Schon als sie die Bühne betritt, spürt man, dass Camila Meza von einem inneren Leuchten erfüllt ist, das sich nach außen überträgt. Die kleine Chilenin, die ihre Wahl-Heimat New York im Sturm überwältigt hat, ist ein echter Sonnenschein und ihr Lächeln könnte den Schneematsch da draußen vor dem Doppelkegel leicht zum Schmelzen bringen. Die freundlichen Züge weichen nur, wenn Camila Meza sich ein Solo leistet – mit den Grimassen, die sie im Eifer des Gefechts schneidet, kann nicht mal Carlos Santanas Mimik mithalten. Eigentlich sind der weit aufgerissene Mund, die zusammengekniffenen Augen, die Faltenbildung zwischen den Brauen ein krasser Widerspruch zu dem was da zu hören ist – Camila Meza legt es in ihren Chorussen wenig auf Drama an: ganz unaufgeregt spielt sie eine sehr klassische Jazzgitarre, mit all den Läufen und Harmonien, die man an den Hochschulen so beigebracht kriegt. Sanft gleitet ihre Griffhand über den Hals ihres Instruments und das Plektrum klickt dabei wie ein Metronom auf den Tonabnehmer.

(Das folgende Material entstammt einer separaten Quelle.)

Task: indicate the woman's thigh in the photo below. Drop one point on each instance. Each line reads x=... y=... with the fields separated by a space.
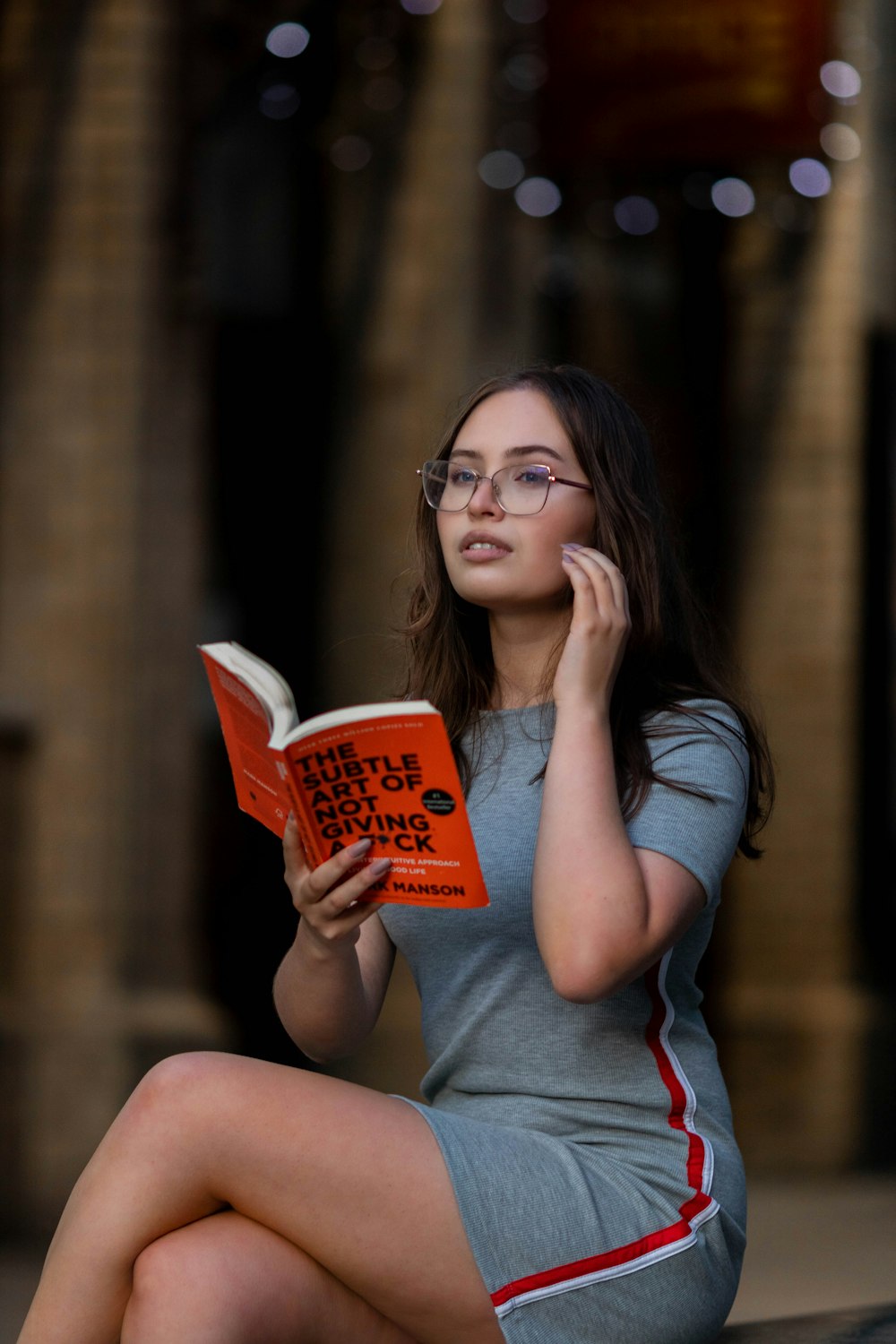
x=226 y=1279
x=349 y=1175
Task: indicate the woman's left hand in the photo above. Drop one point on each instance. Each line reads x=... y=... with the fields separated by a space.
x=598 y=631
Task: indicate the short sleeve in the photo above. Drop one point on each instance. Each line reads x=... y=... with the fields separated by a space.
x=696 y=817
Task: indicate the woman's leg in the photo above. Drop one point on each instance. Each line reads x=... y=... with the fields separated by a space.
x=352 y=1177
x=226 y=1279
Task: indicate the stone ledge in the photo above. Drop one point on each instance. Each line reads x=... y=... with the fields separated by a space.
x=849 y=1327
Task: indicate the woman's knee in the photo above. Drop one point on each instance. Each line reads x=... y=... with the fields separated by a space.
x=179 y=1085
x=203 y=1277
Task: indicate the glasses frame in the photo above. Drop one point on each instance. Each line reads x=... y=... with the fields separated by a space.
x=551 y=478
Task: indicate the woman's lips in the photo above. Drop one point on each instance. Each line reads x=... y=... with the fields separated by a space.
x=479 y=547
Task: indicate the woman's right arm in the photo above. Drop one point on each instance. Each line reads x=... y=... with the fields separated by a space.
x=331 y=984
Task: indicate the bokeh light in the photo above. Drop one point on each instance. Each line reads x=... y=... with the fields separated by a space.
x=635 y=215
x=538 y=196
x=809 y=177
x=288 y=39
x=349 y=153
x=501 y=169
x=732 y=196
x=279 y=101
x=841 y=80
x=840 y=142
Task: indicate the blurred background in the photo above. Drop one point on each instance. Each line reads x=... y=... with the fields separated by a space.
x=252 y=255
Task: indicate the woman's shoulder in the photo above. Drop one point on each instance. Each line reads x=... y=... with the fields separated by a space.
x=697 y=723
x=696 y=714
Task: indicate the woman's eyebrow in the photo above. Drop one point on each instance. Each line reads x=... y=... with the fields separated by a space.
x=530 y=452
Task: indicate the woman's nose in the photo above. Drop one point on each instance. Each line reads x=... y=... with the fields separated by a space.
x=484 y=500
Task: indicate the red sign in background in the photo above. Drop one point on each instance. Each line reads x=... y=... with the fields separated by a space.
x=683 y=81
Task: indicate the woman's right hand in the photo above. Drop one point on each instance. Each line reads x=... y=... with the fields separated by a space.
x=327 y=898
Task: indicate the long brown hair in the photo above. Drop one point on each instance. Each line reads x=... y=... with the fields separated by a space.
x=672 y=655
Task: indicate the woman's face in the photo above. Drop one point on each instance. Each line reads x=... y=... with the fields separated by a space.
x=509 y=562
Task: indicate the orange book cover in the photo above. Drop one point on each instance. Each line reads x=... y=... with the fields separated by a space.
x=379 y=771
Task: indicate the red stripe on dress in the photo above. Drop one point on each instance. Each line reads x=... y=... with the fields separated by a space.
x=694 y=1166
x=594 y=1263
x=696 y=1148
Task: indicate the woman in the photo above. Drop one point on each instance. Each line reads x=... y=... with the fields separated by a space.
x=575 y=1177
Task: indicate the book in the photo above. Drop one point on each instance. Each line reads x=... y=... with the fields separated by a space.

Camila Meza, die aus Santiago de Chile stammt und seit 2009 in der Jazz Szene des Big Apple zu Hause ist, mag keine überragende Gitarristin sein und auch keine Sängerin von Format – was aber das Publikum so zu verzücken scheint, ist, dass die junge Frau echt und unverstellt ist, dass sie betörend zart sein kann und somit Beschützerinstinkte weckt, dass sie andererseits furchtlos Singer-Songwriter-Ästhetik mit Jazz und Música Popular Brasileira kreuzt, dass sie Federleichtes mit einem ordentlichen Pfund Rock kontrastiert und dass sie eine begnadete Kommunikatorin ist – die Verbindung zum Auditorium ist immer vorhanden, und mit ihren Mitmusikern versteht sie sich telepathisch.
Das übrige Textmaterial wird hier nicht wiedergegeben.